Vinod Jeevan, Bonheur Jennifer, Korelitz Burton I, Panagopoulos Georgia
Department of Gastroenterology, Lenox Hill Hospital, and New York University School of Medicine, 100 East 77th Street, New York, NY 10021, 6 Black Hall, New York, USA.
World J Gastroenterol. 2007 Dec 28;13(48):6549-52. doi: 10.3748/wjg.v13.i48.6549.
To elucidate the preferences of gastroenterologists at our institution and compare them to those of obstetricians when making decisions in the pregnant patient, including which type of bowel preparations to use for flexible sigmoidoscopy or colonoscopy, as well as which laxatives can be used safely.
Surveys were mailed to all attending gastroenterologists (n = 53) and obstetricians (n = 99) at our institution. Each survey consisted of the 14 most common laxative or motility agents used in pregnancy and inquired about the physician's prescribing habits in the past as well as their willingness to prescribe each medication in the future. The survey also listed four common bowel preparations used prior to colonoscopy and sigmoidoscopy and asked the physician to rank the order of the preferred agent in each case.

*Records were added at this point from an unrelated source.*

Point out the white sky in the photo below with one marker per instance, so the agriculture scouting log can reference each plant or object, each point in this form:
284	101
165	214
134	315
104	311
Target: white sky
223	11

With regard to common laxatives, both gastroenterologists and obstetricians favor the use of Metamucil, Colace, and Citrucel. Both groups appear to refrain from using Fleets Phosphosoda and Castor oil. Of note, obstetricians are less inclined to use PEG solution and Miralax, which is not the case with gastroenterologists. In terms of comparing bowel preparations for colonoscopy, 50% of gastroenterologists prefer to use PEG solution and 50% avoid the use of Fleets Phosphosoda. Obstetricians seem to prefer Fleets Phosphosoda (20%) and tend to avoid the use of PEG solution (26%). With regard to bowel preparation for sigmoidoscopy, both groups prefer Fleets enema the most (51%), while magnesium citrate is used least often (38%).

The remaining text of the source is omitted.